Chapter 27 — The Female Master
Female athletes have less strength, neuromuscular efficiency, power production, and muscle mass than men, and have less upper body strength relative to lower body strength. On the other hand, they are able to perform multiple repetitions at a higher percentage of their one-rep maximum, tend to recover faster between sessions, and can tolerate higher training frequency and volume overall. Many female Masters can use the programs presented in this book exactly as written. When modifications are indicated, the most common will be to switch from three sets of five to five sets of three for high-volume training stress, to switch from sets of five to sets of one to three for high-intensity, low-volume training stress, and to increase the volume or frequency of deadlifts.

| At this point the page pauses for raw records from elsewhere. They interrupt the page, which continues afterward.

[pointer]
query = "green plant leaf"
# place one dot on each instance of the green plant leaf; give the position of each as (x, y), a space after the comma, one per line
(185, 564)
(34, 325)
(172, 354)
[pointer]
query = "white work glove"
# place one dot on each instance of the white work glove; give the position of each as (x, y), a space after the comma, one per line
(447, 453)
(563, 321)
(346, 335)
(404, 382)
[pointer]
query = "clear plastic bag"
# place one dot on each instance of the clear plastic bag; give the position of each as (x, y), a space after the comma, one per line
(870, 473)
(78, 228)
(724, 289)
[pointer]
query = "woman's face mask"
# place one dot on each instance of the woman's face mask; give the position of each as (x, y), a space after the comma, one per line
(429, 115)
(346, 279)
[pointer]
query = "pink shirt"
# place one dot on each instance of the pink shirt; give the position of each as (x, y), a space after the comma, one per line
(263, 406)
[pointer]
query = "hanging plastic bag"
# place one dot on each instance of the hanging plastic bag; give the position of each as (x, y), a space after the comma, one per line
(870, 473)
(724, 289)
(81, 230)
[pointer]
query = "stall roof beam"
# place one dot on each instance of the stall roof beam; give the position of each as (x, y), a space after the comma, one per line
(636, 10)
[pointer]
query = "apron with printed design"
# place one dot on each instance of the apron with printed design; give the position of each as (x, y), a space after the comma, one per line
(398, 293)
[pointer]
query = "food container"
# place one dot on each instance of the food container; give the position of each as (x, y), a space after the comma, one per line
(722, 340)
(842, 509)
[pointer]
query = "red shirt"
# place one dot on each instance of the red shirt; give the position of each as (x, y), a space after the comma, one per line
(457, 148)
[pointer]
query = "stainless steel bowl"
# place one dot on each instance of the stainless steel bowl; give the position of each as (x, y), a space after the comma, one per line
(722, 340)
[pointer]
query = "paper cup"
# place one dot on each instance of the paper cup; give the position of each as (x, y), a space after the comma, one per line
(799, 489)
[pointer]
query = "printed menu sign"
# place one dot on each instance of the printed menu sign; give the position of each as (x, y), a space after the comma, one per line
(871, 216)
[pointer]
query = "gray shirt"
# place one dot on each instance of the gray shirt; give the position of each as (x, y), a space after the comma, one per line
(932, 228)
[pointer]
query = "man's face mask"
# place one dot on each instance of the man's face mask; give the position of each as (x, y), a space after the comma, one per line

Life is not fair, and the aging female loses muscle, bone, and strength at a greater rate than her male counterpart. The hormonal changes of menopause accelerate this process in ways that make consistent, progressive strength training not merely advisable but urgent. In all cases, the fundamentals remain the same: regular training with a view to long-term progressive improvements in all of the General Fitness Attributes, proper performance of a small set of big multi-joint barbell exercises, assiduous attention to recovery factors, and careful record-keeping and analysis. Above all, athlete and coach must always bear in mind the underlying structure of any rational exercise prescription: the Stress-Recovery-Adaptation cycle. This is the constant that does not change regardless of age, sex, training history, or goals. Work hard. Recover completely. Adapt. Repeat.